April Meetup
Location
Landsberger Str. 110, 80339 Munich
4th floor
Accessing GPUs From Multiple Providers With dstack Sky
dstack is an open-source tool designed for managing AI infrastructure across various cloud platforms. It’s lighter and more specifically geared towards AI tasks compared to Kubernetes. Due to its support for multiple cloud providers, dstack is frequently used to access on-demand and spot GPUs across multiple clouds. From our users, we’ve learned that managing various cloud accounts, quotas, and billing can be cumbersome. To streamline this process, we introduce dstack Sky, a managed service that enables users to access GPUs from multiple providers through dstack – without needing an account in each cloud provider.

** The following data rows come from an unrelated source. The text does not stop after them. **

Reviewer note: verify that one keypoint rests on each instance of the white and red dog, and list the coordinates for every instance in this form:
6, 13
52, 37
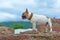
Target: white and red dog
37, 19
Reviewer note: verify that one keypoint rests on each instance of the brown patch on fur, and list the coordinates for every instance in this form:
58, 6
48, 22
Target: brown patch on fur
31, 16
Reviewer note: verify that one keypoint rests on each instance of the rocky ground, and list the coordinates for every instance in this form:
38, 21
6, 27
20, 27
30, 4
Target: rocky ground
8, 33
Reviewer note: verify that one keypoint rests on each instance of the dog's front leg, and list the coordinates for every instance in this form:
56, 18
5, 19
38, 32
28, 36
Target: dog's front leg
34, 26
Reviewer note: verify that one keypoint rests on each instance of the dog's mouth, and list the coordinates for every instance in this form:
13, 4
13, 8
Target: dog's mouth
23, 17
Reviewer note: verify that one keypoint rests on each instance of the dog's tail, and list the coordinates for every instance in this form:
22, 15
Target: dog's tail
50, 24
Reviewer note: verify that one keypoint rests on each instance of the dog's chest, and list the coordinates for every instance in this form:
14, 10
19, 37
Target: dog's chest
39, 19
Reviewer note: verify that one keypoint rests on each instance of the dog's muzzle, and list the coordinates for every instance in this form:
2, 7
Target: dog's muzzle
23, 17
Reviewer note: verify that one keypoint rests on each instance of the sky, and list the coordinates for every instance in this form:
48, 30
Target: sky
11, 10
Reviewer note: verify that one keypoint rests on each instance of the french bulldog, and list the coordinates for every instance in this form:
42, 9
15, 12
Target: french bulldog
37, 19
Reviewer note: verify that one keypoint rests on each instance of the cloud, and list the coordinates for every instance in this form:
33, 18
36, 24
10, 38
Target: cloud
7, 16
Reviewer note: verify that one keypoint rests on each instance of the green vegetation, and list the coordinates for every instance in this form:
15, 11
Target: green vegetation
18, 26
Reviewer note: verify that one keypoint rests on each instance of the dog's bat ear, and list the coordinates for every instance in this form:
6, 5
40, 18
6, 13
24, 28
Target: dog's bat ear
26, 10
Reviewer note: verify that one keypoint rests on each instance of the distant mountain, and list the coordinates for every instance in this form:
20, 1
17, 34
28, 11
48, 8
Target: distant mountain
10, 23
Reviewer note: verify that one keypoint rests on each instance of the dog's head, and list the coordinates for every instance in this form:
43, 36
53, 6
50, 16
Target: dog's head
25, 14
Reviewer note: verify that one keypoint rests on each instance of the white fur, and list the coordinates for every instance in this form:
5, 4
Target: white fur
40, 20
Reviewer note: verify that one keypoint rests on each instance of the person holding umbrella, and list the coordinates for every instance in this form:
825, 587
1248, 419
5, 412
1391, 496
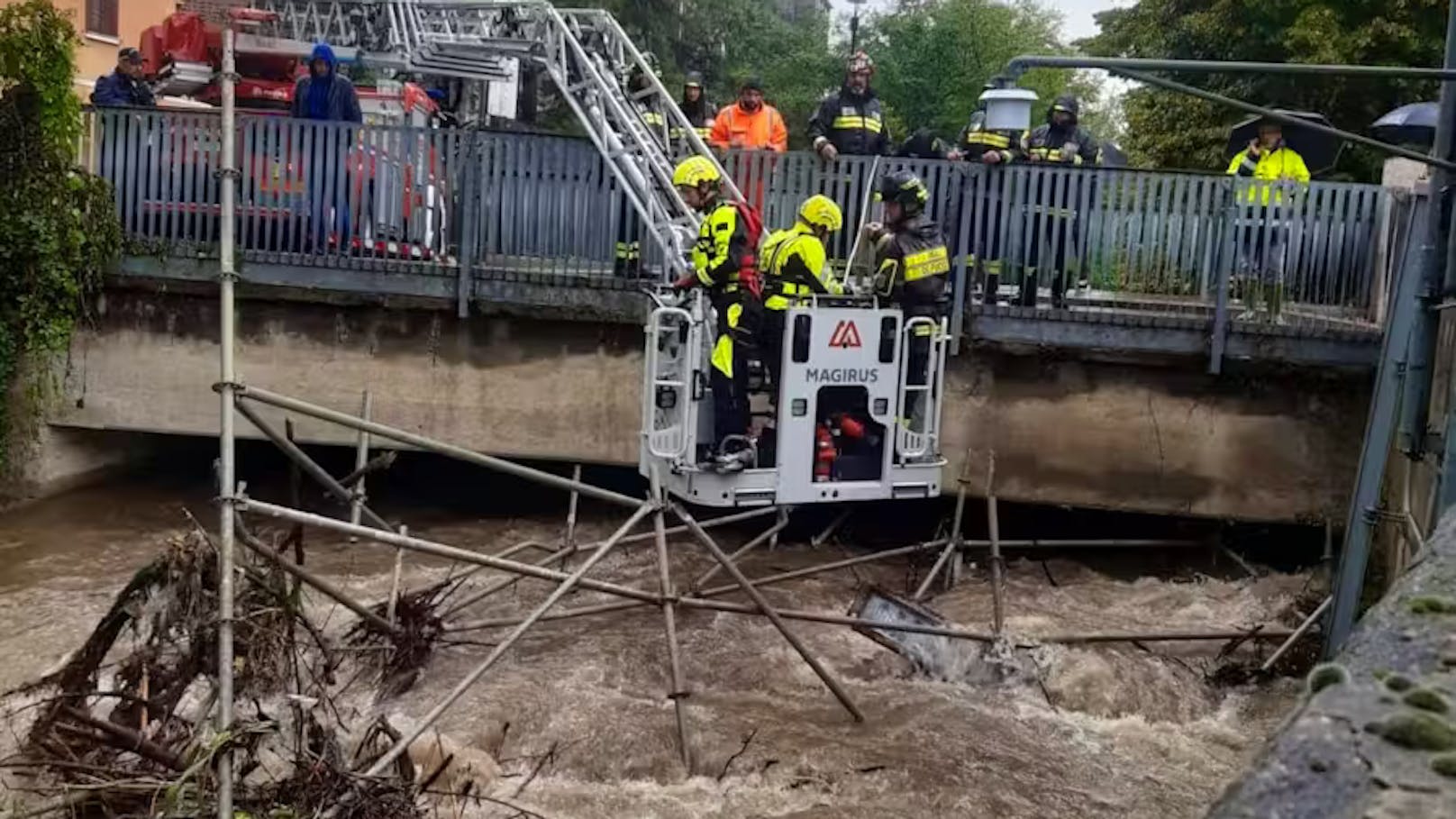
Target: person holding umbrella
1271, 163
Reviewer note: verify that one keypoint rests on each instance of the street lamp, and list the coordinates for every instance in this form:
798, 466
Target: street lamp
853, 25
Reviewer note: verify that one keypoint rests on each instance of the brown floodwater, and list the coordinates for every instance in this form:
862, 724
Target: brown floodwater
1087, 732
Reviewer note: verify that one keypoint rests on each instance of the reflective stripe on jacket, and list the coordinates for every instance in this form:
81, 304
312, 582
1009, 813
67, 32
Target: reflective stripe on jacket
853, 123
723, 243
794, 268
1273, 167
761, 129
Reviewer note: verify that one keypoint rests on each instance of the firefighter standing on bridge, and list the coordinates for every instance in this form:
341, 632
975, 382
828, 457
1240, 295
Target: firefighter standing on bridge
725, 262
851, 120
696, 106
1054, 223
983, 248
912, 267
794, 267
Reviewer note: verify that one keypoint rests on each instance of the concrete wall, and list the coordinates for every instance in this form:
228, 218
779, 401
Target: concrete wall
1110, 434
96, 54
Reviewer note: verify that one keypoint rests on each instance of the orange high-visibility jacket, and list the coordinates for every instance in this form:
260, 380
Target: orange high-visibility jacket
763, 129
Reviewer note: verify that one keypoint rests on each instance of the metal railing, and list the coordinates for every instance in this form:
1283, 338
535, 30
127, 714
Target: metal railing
330, 194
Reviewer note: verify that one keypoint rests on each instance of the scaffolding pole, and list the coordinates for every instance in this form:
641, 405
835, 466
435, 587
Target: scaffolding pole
675, 666
708, 594
226, 436
628, 592
402, 745
359, 460
768, 611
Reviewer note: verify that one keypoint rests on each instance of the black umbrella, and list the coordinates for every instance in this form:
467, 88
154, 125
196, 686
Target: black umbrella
1408, 124
1113, 155
1319, 150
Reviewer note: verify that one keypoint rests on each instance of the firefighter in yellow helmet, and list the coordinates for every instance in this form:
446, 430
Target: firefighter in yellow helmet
1274, 169
794, 267
914, 268
725, 262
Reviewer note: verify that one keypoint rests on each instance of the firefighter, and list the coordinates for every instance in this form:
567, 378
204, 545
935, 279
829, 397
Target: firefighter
1271, 165
725, 264
851, 120
794, 267
912, 267
699, 111
981, 245
1054, 224
629, 232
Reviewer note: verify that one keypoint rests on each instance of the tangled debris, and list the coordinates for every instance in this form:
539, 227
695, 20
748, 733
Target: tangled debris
125, 724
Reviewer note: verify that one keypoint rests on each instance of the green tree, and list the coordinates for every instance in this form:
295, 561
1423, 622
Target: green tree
59, 228
1172, 130
730, 40
935, 56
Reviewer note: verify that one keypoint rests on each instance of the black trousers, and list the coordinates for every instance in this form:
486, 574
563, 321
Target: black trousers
917, 358
1047, 257
770, 347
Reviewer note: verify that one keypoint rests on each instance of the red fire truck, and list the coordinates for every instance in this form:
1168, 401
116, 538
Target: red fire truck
395, 178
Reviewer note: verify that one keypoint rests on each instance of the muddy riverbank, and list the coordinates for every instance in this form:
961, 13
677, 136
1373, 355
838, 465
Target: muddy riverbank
1125, 732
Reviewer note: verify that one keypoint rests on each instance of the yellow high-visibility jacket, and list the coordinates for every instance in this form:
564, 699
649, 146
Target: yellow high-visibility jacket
1279, 165
794, 268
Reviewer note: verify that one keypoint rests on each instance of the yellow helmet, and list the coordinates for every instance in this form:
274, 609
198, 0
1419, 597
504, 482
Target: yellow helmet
695, 171
822, 212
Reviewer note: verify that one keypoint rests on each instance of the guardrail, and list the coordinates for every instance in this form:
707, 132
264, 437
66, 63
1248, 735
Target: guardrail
345, 196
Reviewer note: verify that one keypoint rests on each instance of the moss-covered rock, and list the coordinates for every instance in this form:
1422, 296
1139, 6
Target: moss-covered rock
1326, 675
1425, 700
1433, 604
1418, 731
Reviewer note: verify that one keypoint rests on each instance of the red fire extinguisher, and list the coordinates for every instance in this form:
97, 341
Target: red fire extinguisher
823, 453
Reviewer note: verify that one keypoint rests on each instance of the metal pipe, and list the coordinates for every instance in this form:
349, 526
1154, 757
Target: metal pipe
714, 592
359, 460
227, 465
1085, 544
309, 465
395, 580
742, 551
432, 445
935, 570
558, 554
402, 745
957, 540
768, 611
993, 528
675, 666
435, 548
326, 587
1286, 118
1020, 64
1299, 632
824, 535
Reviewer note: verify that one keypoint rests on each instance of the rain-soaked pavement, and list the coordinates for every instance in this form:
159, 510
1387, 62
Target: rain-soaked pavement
1087, 732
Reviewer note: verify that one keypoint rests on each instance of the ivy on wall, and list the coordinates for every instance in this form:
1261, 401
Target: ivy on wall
59, 229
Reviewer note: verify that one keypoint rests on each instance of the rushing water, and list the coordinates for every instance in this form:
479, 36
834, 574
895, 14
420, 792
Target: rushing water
1087, 732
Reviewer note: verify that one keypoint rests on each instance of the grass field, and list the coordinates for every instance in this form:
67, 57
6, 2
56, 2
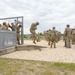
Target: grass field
29, 67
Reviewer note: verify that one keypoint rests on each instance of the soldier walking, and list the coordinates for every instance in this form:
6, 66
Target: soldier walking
34, 34
53, 37
68, 36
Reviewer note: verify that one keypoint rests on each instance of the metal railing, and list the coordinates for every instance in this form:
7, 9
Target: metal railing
7, 39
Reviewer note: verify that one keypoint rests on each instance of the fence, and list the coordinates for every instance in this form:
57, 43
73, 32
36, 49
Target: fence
7, 39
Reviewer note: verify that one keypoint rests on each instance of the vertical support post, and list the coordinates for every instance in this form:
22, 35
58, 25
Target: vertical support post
22, 36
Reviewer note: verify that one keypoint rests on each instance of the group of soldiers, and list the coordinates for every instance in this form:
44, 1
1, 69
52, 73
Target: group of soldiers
11, 27
53, 36
69, 36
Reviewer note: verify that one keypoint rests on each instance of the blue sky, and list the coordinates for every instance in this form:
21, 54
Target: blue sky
48, 13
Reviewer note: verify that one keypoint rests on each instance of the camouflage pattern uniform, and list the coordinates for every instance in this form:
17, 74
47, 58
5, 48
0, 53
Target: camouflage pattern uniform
32, 30
73, 36
68, 36
5, 26
18, 33
12, 27
53, 37
47, 36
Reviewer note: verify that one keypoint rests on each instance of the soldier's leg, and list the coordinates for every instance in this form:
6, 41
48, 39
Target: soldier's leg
70, 41
38, 37
54, 44
67, 43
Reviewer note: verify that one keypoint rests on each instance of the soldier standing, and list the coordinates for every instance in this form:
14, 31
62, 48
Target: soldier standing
32, 30
18, 33
68, 36
53, 37
12, 27
0, 27
5, 26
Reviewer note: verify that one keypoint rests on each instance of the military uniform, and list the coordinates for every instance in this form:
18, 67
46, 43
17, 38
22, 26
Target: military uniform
68, 36
5, 26
12, 27
32, 30
18, 33
53, 37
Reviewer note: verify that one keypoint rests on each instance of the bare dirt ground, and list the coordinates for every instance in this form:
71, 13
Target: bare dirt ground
59, 54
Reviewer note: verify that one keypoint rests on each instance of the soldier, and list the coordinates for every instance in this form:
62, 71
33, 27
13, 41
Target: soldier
32, 30
47, 36
12, 27
68, 36
18, 33
53, 37
73, 36
0, 27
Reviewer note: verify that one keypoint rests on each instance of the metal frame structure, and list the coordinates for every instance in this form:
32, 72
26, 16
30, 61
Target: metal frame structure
16, 20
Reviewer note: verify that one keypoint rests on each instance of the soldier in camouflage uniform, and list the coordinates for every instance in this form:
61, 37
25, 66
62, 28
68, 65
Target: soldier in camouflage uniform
68, 36
53, 37
47, 36
73, 36
32, 30
5, 26
0, 27
12, 26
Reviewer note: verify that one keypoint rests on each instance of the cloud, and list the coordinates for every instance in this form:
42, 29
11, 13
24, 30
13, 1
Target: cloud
48, 12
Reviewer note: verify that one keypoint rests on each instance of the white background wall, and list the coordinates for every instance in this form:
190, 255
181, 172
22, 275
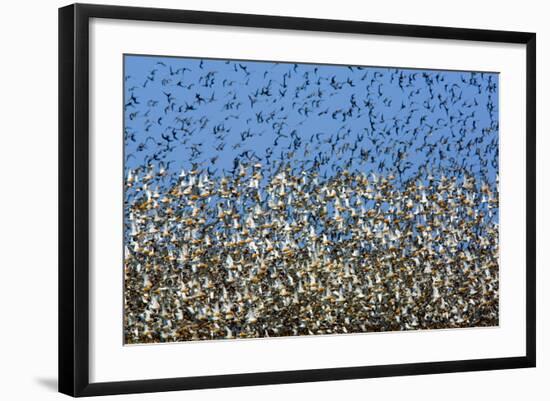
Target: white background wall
28, 199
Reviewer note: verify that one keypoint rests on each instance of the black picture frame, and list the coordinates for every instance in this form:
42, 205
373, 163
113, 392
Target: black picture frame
74, 198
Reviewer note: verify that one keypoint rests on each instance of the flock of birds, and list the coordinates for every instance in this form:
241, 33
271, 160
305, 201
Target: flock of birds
276, 199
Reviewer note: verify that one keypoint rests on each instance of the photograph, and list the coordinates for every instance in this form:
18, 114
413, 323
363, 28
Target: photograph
281, 198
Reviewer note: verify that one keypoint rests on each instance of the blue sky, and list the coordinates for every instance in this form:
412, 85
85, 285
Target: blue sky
213, 114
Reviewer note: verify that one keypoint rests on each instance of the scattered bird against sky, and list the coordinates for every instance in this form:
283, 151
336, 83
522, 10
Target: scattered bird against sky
269, 199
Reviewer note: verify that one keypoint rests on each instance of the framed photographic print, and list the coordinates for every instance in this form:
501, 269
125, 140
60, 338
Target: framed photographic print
249, 199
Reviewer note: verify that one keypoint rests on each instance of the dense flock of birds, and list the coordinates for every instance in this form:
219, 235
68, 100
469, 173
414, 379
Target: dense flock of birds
280, 199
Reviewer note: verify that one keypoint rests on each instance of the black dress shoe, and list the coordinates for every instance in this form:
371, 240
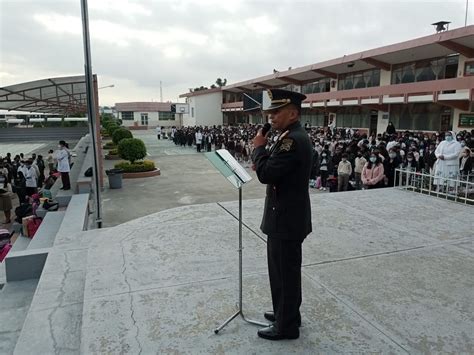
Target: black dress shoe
272, 333
270, 316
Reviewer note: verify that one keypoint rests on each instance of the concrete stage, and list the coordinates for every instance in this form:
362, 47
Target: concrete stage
385, 271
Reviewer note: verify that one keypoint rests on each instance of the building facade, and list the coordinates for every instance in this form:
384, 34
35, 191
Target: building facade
143, 115
205, 109
425, 84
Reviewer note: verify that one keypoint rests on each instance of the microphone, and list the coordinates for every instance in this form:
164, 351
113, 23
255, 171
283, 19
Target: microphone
266, 127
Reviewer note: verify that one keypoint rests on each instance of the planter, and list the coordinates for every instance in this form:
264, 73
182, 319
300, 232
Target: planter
155, 172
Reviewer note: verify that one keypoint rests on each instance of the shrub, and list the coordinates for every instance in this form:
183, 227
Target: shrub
136, 167
111, 128
132, 149
110, 145
120, 134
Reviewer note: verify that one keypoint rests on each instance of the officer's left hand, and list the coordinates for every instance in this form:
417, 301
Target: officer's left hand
260, 140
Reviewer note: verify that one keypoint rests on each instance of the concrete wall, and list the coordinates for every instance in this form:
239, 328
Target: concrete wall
385, 77
204, 110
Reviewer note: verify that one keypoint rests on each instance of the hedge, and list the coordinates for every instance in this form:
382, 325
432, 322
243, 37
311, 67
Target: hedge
132, 149
137, 167
110, 145
112, 128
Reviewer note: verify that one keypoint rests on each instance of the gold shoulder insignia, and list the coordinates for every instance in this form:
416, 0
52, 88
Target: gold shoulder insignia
286, 144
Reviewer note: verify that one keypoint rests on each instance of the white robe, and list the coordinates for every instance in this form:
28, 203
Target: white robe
449, 167
62, 156
198, 137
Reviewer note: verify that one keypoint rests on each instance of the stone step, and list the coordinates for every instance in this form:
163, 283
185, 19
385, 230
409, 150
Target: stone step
46, 233
54, 321
21, 243
15, 302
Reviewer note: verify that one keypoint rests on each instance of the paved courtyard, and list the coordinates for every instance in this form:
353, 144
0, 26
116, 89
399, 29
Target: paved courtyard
187, 178
374, 281
384, 271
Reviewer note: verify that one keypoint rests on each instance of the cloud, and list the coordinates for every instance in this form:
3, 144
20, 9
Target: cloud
189, 43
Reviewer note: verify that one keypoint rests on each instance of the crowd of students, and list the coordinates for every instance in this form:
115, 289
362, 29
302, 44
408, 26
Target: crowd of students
26, 176
344, 158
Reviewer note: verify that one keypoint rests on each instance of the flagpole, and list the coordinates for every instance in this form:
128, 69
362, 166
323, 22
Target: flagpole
467, 6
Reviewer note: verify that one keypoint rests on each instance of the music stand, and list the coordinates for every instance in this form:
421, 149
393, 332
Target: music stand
226, 164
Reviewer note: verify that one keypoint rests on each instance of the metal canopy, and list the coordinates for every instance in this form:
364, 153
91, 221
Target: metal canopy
63, 95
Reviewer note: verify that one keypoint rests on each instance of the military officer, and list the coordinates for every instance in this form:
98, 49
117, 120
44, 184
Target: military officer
285, 169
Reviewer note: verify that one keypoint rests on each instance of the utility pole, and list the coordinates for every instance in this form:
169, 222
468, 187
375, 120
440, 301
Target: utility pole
161, 92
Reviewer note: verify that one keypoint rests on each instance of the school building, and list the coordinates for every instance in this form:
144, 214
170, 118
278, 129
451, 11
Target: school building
144, 115
424, 84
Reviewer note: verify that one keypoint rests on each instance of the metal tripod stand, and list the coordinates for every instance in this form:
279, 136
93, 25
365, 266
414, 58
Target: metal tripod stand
240, 310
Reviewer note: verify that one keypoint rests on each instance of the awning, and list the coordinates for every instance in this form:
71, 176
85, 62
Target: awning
62, 95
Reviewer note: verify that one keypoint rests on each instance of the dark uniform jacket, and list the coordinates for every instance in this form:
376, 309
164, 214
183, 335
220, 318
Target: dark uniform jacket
286, 170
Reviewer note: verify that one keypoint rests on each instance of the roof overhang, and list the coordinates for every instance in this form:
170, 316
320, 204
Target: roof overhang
63, 95
442, 44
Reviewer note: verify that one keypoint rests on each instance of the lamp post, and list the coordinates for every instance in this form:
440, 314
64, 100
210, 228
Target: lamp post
91, 84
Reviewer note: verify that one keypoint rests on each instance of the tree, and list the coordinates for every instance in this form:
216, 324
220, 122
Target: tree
120, 134
131, 149
221, 82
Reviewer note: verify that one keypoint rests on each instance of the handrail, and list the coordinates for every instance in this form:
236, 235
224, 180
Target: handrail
459, 189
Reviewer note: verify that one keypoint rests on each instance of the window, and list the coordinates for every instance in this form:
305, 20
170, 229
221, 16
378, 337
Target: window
127, 116
360, 80
144, 119
419, 116
469, 69
322, 85
313, 118
166, 116
435, 69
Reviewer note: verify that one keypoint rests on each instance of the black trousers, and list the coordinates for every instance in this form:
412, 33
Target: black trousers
65, 180
284, 269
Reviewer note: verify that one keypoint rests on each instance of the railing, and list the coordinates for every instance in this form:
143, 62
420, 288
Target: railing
458, 189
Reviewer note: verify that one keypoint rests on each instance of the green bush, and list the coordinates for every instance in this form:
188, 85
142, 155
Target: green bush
132, 149
111, 128
110, 145
120, 134
136, 167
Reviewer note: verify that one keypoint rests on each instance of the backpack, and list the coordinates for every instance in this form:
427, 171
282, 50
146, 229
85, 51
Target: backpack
32, 226
4, 251
23, 210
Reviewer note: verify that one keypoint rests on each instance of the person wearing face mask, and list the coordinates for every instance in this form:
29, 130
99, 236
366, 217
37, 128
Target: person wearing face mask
410, 162
344, 171
447, 163
324, 167
31, 178
430, 159
465, 163
360, 161
62, 157
373, 172
393, 162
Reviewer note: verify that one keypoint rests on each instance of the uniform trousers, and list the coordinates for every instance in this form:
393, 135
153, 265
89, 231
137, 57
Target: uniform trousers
284, 269
65, 180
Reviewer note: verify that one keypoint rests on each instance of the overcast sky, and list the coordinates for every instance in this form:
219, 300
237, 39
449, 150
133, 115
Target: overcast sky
186, 44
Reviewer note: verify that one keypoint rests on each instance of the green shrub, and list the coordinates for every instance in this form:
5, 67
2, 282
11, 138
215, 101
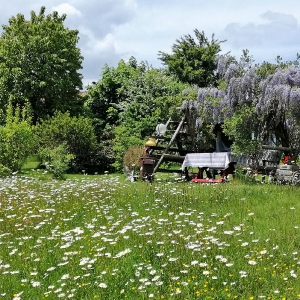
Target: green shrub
56, 160
16, 138
77, 133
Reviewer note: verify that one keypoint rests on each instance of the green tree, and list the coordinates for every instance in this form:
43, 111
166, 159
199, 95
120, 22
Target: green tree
193, 61
128, 101
39, 61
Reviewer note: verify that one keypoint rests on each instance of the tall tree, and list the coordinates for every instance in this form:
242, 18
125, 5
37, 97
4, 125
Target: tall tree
127, 102
193, 61
39, 62
259, 103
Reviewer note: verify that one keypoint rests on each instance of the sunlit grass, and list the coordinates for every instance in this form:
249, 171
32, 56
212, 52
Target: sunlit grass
100, 237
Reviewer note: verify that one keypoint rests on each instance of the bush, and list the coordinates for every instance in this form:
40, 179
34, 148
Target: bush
56, 160
16, 139
76, 133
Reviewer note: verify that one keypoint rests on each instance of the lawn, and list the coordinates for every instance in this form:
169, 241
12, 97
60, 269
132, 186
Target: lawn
100, 237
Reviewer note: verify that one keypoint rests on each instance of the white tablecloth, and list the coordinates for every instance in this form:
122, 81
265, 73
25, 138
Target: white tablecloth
216, 160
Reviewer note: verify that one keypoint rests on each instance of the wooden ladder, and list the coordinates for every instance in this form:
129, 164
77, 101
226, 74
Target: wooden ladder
170, 144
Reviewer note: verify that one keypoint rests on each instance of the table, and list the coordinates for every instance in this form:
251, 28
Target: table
206, 161
215, 160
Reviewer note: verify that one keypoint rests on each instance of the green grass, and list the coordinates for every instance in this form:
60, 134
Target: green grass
100, 237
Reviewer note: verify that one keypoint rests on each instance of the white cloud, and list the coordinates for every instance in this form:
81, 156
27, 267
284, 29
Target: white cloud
111, 30
66, 8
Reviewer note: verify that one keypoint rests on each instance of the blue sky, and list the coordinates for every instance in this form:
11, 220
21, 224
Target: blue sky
111, 30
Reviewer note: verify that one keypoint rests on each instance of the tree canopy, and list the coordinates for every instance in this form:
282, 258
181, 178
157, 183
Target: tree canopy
39, 63
259, 104
193, 61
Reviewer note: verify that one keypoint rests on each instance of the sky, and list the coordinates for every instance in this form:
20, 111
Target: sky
111, 30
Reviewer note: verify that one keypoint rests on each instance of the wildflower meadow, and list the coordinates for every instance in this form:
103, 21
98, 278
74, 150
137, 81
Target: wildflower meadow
100, 237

More Labels or Cases? Assessing Label Variation in Natural Language Inference
In this work, we analyze the uncertainty that is inherently present in the labels used for supervised machine learning in natural language inference (NLI). In cases where multiple annotations per instance are available, neither the majority vote nor the frequency of individual class votes is a trustworthy representation of the labeling uncertainty. We propose modeling the votes via a Bayesian mixture model to recover the data-generating process, i.e., the posterior distribution of the ``true’’ latent classes, and thus gain insight into the class variations. This will enable a better understanding of the confusion happening during the annotation process. We also assess the stability of the proposed estimation procedure by systematically varying the numbers of i) instances and ii) labels. Thereby, we observe that few instances with many labels can predict the latent class borders reasonably well, while the estimation fails for many instances with only a few labels. This leads us to conclude that multiple labels are a crucial building block for properly analyzing label uncertainty.
p(doom) - an Open, Entirely Decentralized, Global AI Research Lab
p(doom) is an open, entirely decentralised, global AI research lab and organises the entirety of its research via Discord. With the self-proclaimed goal of conducting high-impact research on ever more intelligent systems, the lab tries to challenge conventional academic incentives. This talk will present two ongoing research projects: Addressing the same-compute-per-token limitation of current-generation LLMs at its root, as well as directly predicting text-based protein function annotations from amino acid sequences. More than presenting research projects, the talk will try to convey a school of thought of choosing research projects for maximum impact.
Agenda
- 18:00 Doors open
- 18:30 - 18:45 Organizers & Host Welcome and Introduction
- 18:45 - 19:30 Andrey Cheptsov, Founder of dstack.ai, Topic: Accessing GPUs From Multiple Providers With dstack Sky
- 19.30 - 20:15 Cornelia Gruber, PhD Candidate in Statistics at LMU, Topic: More Labels or Cases? Assessing Label Variation in Natural Language Inference
- 20:15 - 20.30 Mihir Mahajan and Franz Srambical, p(doom) - an Open, Entirely Decentralized, Global AI Research Lab
- 20.30 - 22.00 Get Together With Food & Drinks
Speakers
Andrey Cheptsov is the creator of dstack, a very lightweight open-source utility that allows to provision ML infra via command-line. He is passionate about open-source and developer tools for AI. Previously, Andrey worked at JetBrains with the PyCharm team.
Cornelia Gruber holds a Bachelor’s degree in Statistics and a Master’s degree in Data Science from LMU Munich. She then started her PhD at the Chair of Applied Statistics in Social Sciences, Economics and Business at LMU to work on the topic of Uncertainty Quantification in Supervised Machine Learning. Since October 2022, Cornelia is a Konrad Zuse School of Excellence in Reliable AI member.
Mihir Mahajan is a CS Student at TUM specializing in Machine Learning and Computer Vision. He has hands-on industry experience due to his time at AWS, where he exclusively focused on topics related to Generative AI and Large Language Models. At p(doom), he focuses on integrating adaptive computation for transformer architecture.
Franz Srambical is a researcher at p(doom) and Helmholtz Munich. His broad and paradigm-agnostic research interest lies in the creation of ever more intelligent systems. As such, he tackles capability limitations of current state-of-the-art neural architectures such as transformers (continual learning; same-compute-per-token limitation; shifting compute to inference time). In his free time, he started p(doom), an open, entirely decentralized, global AI research lab. In a previous life, he worked on distributed systems at Celonis, on EEG classification as a founding member of neuroTUM, on linux kernels, neuroscience and game theory.